Now, Korea Inc. should double down on its efforts to sharpen the competitive edge of its main export products and diversify export markets, while paying close attention to the global economic trend. But the prospects of Korea's exports and trade surplus are not so bright, according to various reports submitted by domestic economic think tanks.

The Korea International Trade Association (KITA) released a report, Wednesday, forecasting the nation's exports to drop 3.1 percent in the latter half of this year, resulting in a $1.2 billion trade deficit. This indicates that the trade balance began to improve from the first half, but will continue to remain in the red.

Despite the continued decline in exports, it is noteworthy that outbound shipments dipped by the slowest rate this year. Expectations are growing over the possible recovery of exports that declined 16.4 percent in January. It is time for the Yoon Suk Yeol administration and businesses alike to mobilize all possible measures to ensure that the recent trade surplus continues.
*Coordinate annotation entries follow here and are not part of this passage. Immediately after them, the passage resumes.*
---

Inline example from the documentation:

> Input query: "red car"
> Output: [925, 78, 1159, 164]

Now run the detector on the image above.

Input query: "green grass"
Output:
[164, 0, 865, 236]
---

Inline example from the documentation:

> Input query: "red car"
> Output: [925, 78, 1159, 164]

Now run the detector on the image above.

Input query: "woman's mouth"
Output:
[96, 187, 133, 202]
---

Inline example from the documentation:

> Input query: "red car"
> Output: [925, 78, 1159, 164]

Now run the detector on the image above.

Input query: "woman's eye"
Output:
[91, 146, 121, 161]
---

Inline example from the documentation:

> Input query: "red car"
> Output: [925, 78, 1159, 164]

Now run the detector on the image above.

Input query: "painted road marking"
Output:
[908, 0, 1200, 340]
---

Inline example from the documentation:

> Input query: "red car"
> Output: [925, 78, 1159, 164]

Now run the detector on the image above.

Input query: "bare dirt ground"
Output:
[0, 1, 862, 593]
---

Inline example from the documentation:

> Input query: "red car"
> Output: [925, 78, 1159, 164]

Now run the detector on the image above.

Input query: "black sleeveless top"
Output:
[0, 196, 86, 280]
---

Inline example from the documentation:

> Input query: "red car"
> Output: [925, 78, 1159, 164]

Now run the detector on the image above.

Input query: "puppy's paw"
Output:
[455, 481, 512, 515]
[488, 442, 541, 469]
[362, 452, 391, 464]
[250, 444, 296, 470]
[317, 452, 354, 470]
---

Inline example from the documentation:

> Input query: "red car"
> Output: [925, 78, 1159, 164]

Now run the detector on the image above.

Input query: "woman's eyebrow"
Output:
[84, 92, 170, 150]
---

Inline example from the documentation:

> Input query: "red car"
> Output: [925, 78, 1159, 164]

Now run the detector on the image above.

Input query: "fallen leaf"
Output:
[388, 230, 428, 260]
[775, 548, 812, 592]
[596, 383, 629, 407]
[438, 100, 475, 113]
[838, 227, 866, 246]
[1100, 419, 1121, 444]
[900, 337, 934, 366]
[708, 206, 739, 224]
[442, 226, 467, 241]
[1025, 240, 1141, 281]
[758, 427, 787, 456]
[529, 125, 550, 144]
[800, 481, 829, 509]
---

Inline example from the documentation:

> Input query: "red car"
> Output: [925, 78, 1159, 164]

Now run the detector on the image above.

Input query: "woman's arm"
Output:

They should make combined efforts to revitalize the momentum in order to boost exports despite diverse challenges at home and abroad. Major economies around the world have been struggling to cope with high inflations paired with interest rates hikes to curb inflation. Efforts should be focused on increasing sales of main export items such as automobiles and ships, while taking steps to cushion possible declines in semiconductor exports.